ATI LPN
PN ATI Capstone Proctored Comprehensive Assessment 2020 B with NGN
1. A nurse is preparing to administer a dose of ampicillin. Which of the following actions should the nurse take?
- A. Administer it with food
- B. Check for penicillin allergy
- C. Monitor liver function
- D. Administer it intramuscularly
Correct answer: B
Rationale: The correct answer is to 'Check for penicillin allergy.' Before administering ampicillin, it is crucial to assess the patient for any history of penicillin allergy. This is essential to prevent an adverse allergic reaction, as ampicillin belongs to the penicillin class of antibiotics. Administering ampicillin with food (Choice A) is not a standard requirement and does not impact its effectiveness. Monitoring liver function (Choice C) is not directly related to the immediate pre-administration assessment for ampicillin. Administering ampicillin intramuscularly (Choice D) is not typically the route of administration for this antibiotic, as it is usually given intravenously or orally.
2. A nurse is caring for a client with a sealed radiation implant. Which action should the nurse take?
- A. Remove dirty linens after double-bagging
- B. Wear a dosimeter badge
- C. Limit visitors to 1 hour per day
- D. Ensure family remains 3 feet away from the client
Correct answer: B
Rationale: The correct answer is B: Wear a dosimeter badge. When caring for a client with a sealed radiation implant, the nurse should wear a dosimeter badge to monitor radiation exposure. This badge helps measure the amount of radiation the nurse is exposed to during care. Choice A is incorrect because removing dirty linens after double-bagging is not directly related to managing radiation exposure. Choice C is incorrect as there is no specific time limit on visitors mentioned in the context of a sealed radiation implant. Choice D is incorrect as there is no evidence supporting the need for family members to stay a specific distance away from the client.
3. A nurse is observing bonding between the client and her newborn. Which of the following actions by the client requires the nurse to intervene?

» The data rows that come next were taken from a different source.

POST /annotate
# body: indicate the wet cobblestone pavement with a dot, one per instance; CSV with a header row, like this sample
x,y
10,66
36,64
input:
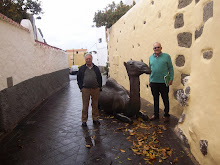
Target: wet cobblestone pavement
x,y
52,135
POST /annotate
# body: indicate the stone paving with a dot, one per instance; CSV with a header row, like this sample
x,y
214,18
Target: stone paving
x,y
52,135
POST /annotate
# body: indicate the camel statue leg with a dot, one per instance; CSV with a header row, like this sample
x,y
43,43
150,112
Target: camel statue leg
x,y
123,118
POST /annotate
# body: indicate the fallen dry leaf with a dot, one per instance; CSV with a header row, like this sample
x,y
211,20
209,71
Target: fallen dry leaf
x,y
122,150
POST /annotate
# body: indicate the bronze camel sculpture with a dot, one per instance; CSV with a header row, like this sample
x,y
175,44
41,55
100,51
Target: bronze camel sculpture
x,y
115,99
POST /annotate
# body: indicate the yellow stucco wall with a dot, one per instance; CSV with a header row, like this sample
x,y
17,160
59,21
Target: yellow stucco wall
x,y
153,20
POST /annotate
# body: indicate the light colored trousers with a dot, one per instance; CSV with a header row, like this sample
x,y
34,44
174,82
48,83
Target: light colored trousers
x,y
86,93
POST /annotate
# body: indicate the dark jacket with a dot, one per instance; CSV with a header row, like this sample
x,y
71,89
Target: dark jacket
x,y
80,75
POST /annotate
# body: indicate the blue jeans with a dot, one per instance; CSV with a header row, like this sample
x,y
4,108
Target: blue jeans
x,y
158,89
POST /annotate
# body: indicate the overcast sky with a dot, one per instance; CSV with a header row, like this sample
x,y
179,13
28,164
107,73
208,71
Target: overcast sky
x,y
67,24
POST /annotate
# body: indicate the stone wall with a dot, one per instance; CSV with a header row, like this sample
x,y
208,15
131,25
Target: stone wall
x,y
189,31
31,71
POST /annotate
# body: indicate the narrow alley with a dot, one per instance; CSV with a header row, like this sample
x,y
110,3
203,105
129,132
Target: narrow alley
x,y
52,135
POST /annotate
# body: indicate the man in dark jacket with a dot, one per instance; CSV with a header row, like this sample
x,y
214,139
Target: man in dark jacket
x,y
90,82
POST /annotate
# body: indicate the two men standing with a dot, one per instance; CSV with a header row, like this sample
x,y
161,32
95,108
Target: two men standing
x,y
90,82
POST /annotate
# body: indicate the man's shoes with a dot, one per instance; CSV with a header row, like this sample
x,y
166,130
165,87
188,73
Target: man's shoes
x,y
84,124
166,119
96,122
154,118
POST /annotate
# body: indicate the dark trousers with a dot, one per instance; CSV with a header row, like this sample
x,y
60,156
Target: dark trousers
x,y
158,89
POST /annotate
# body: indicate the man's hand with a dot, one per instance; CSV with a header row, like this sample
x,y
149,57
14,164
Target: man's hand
x,y
170,82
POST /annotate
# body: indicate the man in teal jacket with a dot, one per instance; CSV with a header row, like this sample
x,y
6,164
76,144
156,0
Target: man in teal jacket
x,y
161,66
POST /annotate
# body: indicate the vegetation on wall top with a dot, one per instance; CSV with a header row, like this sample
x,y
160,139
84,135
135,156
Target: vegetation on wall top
x,y
20,9
111,14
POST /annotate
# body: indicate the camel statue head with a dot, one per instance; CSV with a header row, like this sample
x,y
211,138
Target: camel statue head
x,y
136,68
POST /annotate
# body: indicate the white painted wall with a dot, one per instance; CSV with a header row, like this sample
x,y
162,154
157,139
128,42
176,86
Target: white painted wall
x,y
21,57
101,47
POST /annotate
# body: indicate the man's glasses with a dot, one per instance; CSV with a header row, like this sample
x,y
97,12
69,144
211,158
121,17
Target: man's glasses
x,y
157,47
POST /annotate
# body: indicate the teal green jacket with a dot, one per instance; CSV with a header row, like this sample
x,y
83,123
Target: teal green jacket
x,y
160,66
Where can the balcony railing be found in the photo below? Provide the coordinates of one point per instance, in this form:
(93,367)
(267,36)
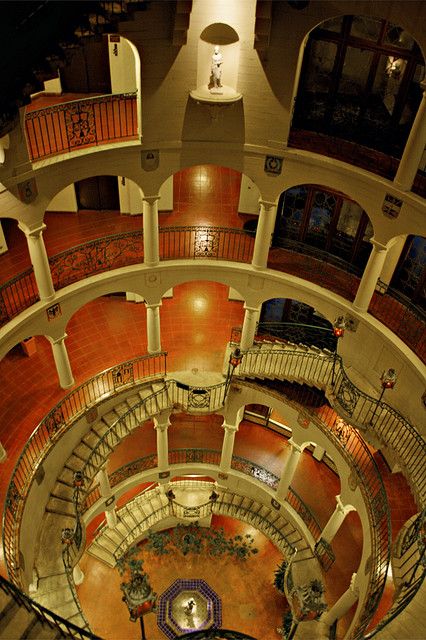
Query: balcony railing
(353,153)
(49,619)
(79,124)
(112,252)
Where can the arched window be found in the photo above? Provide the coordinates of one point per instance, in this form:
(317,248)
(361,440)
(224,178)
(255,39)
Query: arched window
(360,81)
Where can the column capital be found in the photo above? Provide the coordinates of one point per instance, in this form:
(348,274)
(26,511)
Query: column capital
(251,309)
(266,203)
(151,199)
(229,427)
(153,305)
(32,231)
(163,425)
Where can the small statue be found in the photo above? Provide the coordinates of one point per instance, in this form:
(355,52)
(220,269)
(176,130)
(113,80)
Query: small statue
(216,69)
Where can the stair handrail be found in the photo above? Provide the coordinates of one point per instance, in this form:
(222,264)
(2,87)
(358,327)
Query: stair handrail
(59,420)
(44,615)
(214,506)
(238,463)
(357,406)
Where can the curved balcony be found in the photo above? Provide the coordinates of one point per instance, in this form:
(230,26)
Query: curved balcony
(350,152)
(216,243)
(314,366)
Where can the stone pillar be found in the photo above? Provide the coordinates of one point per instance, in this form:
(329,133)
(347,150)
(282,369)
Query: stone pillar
(248,332)
(336,520)
(161,425)
(78,575)
(414,148)
(227,446)
(369,278)
(153,327)
(391,260)
(344,603)
(106,493)
(318,452)
(39,260)
(63,367)
(150,231)
(265,229)
(289,470)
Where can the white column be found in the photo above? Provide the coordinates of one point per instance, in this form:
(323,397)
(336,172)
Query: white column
(391,260)
(369,278)
(63,367)
(227,446)
(78,575)
(414,147)
(289,470)
(248,332)
(344,603)
(265,228)
(153,327)
(336,520)
(150,231)
(161,425)
(106,492)
(39,260)
(318,452)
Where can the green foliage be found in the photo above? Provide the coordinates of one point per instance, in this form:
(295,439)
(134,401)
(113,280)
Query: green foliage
(195,539)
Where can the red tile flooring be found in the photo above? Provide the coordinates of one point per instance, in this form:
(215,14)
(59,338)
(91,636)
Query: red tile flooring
(195,327)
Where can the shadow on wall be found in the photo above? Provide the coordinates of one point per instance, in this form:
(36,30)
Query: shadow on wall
(214,122)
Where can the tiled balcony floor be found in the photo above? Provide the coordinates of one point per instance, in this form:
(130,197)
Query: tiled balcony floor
(195,327)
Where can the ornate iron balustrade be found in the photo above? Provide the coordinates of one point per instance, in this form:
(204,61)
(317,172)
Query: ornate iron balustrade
(43,615)
(298,333)
(61,418)
(111,252)
(413,539)
(366,475)
(213,456)
(358,407)
(79,124)
(96,256)
(17,294)
(219,243)
(353,153)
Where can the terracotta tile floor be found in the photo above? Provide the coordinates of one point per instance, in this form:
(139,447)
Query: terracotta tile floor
(195,327)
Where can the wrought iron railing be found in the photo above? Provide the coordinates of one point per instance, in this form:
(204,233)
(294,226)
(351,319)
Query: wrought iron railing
(17,294)
(59,420)
(367,413)
(111,252)
(366,475)
(410,581)
(219,243)
(295,332)
(79,124)
(65,628)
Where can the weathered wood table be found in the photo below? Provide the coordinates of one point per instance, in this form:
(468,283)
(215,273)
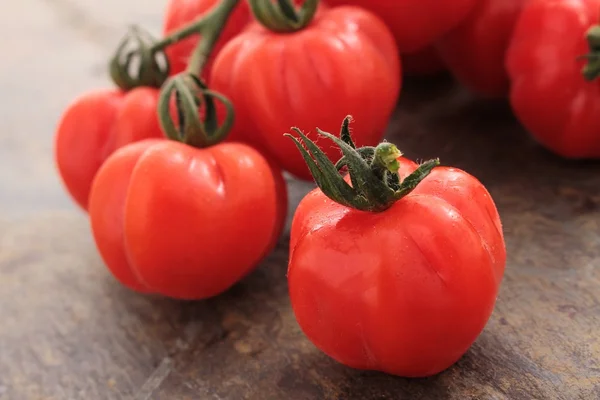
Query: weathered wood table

- A. Holding the newborn in an en face position
- B. Asking the father to change the newborn's diaper
- C. Requesting the nurse to take the newborn to the nursery so she can rest
- D. Viewing the newborn’s actions as uncooperative
Correct answer: D
Rationale: The correct answer is D because viewing the newborn’s actions as uncooperative indicates a negative interaction with the newborn and suggests impaired bonding, which requires intervention. Choices A, B, and C are not indicative of impaired bonding. Holding the newborn in an en face position is a positive way to bond with the baby. Asking the father to change the diaper shows involvement of both parents in caring for the newborn, which is beneficial for bonding. Requesting the nurse to take the newborn to the nursery so the mother can rest is a normal request and does not necessarily indicate impaired bonding.
4. A client with a history of seizures is being cared for by a nurse. Which of the following interventions should the nurse prioritize?
- A. Ensure the environment is safe
- B. Administer medications as prescribed
- C. Monitor for signs of infection
- D. Educate the client about triggers
Correct answer: A
Rationale: The nurse should prioritize ensuring the environment is safe for a client with a history of seizures. This intervention is crucial to prevent injury during a seizure. Administering medications as prescribed is important but ensuring a safe environment takes precedence to prevent harm. Monitoring for signs of infection and educating the client about triggers are also essential aspects of care but are not the priority when considering the immediate safety of the client during a seizure.
5. A postpartum complication a client is at risk for is deep-vein thrombosis. Which of the following factors is strongly associated with this postpartum complication?
- A. Cesarean birth
- B. Vaginal birth
- C. Anemia
- D. Multiparity
Correct answer: A
Rationale: The correct answer is A: Cesarean birth. Cesarean birth doubles the risk for deep-vein thrombosis (DVT) due to immobility and vascular changes associated with surgery. Other risk factors for DVT include smoking, obesity, and a history of thromboembolism. Vaginal birth, anemia, and multiparity are not strongly associated with an increased risk of deep-vein thrombosis postpartum. It is important to educate clients undergoing cesarean birth about the increased risk of DVT and measures to prevent it, such as early ambulation and the use of compression stockings.